Roy Taylor: What’s next for DiRECT? – by Eddie Johnston
Until recently, we thought that type 2 diabetes was a lifelong condition. But in 2017, the results of the DiRECT study revealed that it is possible for some people to go into remission. Professor Mike Lean and Professor Roy Taylor revealed that through a weight management programme, it’s possible for some people with type 2 diabetes to have healthy levels of blood sugar without needing medication.
It’s an incredibly exciting discovery that’s already having an impact. It’s helped people like Shivali go into remission and avoid unpleasant side effects from her medication. And last month, Professor Taylor published a book called ‘Life Without Diabetes’ aimed at helping people better understand the development of type 2 diabetes and what remission means.
But there’s still plenty of research to do. While the results of DIRECT are exciting, there’s important questions that need to be answered.
DiRECT involved over 300 participants, but almost all of them were white and from the Tyneside and Glasgow areas. We need to be sure that the biology behind type 2 diabetes is not different across different ethnicities, and we don’t yet know if everyone can benefit from treatments like the one tested in DiRECT.
Professor Taylor wanted to find out if an approach similar to DiRECT could help black Caribbean people put their type 2 diabetes into remission. In a study published in Diabetic Medicine, the research team looked at 25 people in Barbados who were overweight and had been diagnosed with type 2 diabetes within the last six years.
In the UK, people of black African-Caribbean origin are up to three times more likely to develop type 2 diabetes than white people. Barbados also has particularly high rates of type 2 diabetes, so it’s vital we find treatments to help this high risk group.
Participants stopped taking diabetes medications and started a liquid diet of 800 calories a day for eight weeks. They were then supported by their healthcare team to gradually return to healthy eating, to help maintain their weight loss.
After eight weeks, people in the study had lost an average of 10kg, and a similar proportion had achieved normal blood sugar control to those in the 2011 Counterpoint study that led to the DiRECT trials. Eight months later, a majority of participants had kept both their weight and blood sugar levels down. Men were more likely to go into remission than women, as were those who lost more than 10kg.
The results of this 25 person study are promising, demonstrating that a DiRECT style approach is similarly effective across ethnicities. There’s more work to be done to see if a weight management programme could be implemented across the Caribbean to reduce the impact of type 2 diabetes.
The science behind the success
Another important question is how does weight loss lead to remission? Professor Taylor and the DiRECT team have already shown a link between weight loss and a reduction in the levels of fat inside the liver and pancreas.
As the levels of fat inside the pancreas reduce, the team found that the insulin-producing beta cells in pancreas can gradually start working again. It’s thought that this “re-booting” process is key to type 2 diabetes going into remission.

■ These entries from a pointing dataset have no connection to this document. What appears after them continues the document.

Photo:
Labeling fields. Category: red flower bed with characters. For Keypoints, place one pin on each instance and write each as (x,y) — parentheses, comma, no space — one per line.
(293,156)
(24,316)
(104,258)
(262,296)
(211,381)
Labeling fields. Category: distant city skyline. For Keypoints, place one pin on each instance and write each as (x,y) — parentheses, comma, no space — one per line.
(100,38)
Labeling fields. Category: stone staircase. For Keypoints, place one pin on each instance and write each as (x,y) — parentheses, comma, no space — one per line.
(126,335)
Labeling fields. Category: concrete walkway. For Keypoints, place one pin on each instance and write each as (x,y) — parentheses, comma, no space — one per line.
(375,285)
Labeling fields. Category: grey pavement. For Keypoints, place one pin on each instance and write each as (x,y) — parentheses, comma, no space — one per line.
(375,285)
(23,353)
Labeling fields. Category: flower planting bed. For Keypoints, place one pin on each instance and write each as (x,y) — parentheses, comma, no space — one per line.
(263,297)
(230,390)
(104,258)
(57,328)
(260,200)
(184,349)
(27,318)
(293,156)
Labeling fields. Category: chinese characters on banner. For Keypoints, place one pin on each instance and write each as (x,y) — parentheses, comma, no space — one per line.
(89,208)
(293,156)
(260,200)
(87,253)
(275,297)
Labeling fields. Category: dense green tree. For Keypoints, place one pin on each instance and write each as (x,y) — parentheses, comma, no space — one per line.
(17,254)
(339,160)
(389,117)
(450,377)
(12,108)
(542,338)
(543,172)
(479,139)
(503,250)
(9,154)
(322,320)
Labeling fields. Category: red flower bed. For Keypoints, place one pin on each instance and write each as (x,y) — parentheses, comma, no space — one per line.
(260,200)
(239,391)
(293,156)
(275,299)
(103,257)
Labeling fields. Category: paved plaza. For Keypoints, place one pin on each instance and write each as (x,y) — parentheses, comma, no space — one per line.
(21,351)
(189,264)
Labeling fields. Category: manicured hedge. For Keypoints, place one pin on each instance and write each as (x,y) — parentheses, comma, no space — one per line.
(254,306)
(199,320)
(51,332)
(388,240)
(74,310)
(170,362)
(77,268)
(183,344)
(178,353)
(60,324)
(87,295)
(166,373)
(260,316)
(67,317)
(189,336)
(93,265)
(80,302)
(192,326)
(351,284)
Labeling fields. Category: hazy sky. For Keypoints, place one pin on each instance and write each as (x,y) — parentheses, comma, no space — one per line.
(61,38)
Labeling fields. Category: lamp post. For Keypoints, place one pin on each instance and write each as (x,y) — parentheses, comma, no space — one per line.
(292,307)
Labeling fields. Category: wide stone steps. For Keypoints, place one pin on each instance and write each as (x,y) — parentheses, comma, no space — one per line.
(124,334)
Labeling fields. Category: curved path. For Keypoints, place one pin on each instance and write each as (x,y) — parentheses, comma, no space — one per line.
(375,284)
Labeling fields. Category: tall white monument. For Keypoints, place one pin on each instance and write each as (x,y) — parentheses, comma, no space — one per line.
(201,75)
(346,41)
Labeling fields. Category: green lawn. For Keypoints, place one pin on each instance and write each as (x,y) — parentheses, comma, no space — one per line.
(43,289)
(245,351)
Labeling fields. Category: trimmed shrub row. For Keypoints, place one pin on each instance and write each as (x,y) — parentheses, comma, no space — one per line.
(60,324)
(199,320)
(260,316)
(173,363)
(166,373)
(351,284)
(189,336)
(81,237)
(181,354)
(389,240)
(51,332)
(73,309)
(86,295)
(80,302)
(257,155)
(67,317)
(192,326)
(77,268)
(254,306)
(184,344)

In a new study published in Cell Metabolism, Professor Taylor has been examining how the fat moves from the liver to the pancreas to damage beta cells. Fat is transported from the liver via the blood to all organs of the body in particles called ‘very low density lipoprotein’ (VLDL). In a person without type 2 diabetes, the liver produces only a small amount of VLDL. But if the liver builds up too much fat, it begins to move more to the rest of the body. This causes a build-up of fat in the wrong places – including the pancreas, stopping it from working properly.
The team studied 38 people who took part in the DiRECT study. In people who went into remission, they found that levels of liver fat had dropped. As a result, their liver was producing less VLDL, which coincided with less fat in the pancreas. In people who went into remission but redeveloped type 2 diabetes, they saw an increase in liver fat, an increase in VLDL produced by the liver and, as a result, increased pancreas fat.
This evidence suggests that type 2 diabetes could be a result of fat building up in the liver and pancreas and helps explain why weight loss leads to remission in some people.
Understanding more about how remission works, both on a scientific level and in different groups of people, is absolutely vital to help as many people go into remission as possible. Professor Taylor is particularly interested in people with type 2 diabetes who aren’t overweight.
He thinks that weight loss could help, and that people develop type 2 diabetes if they store more fat than their body can cope with. He and his team will discover if low-calorie meal replacements can help people with type 2 diabetes who aren’t obese to put their condition into remission. The research team will then measure the amount of fat in the pancreas and liver, to give them a picture of how much of a role weight loss plays in remission in people who aren’t overweight.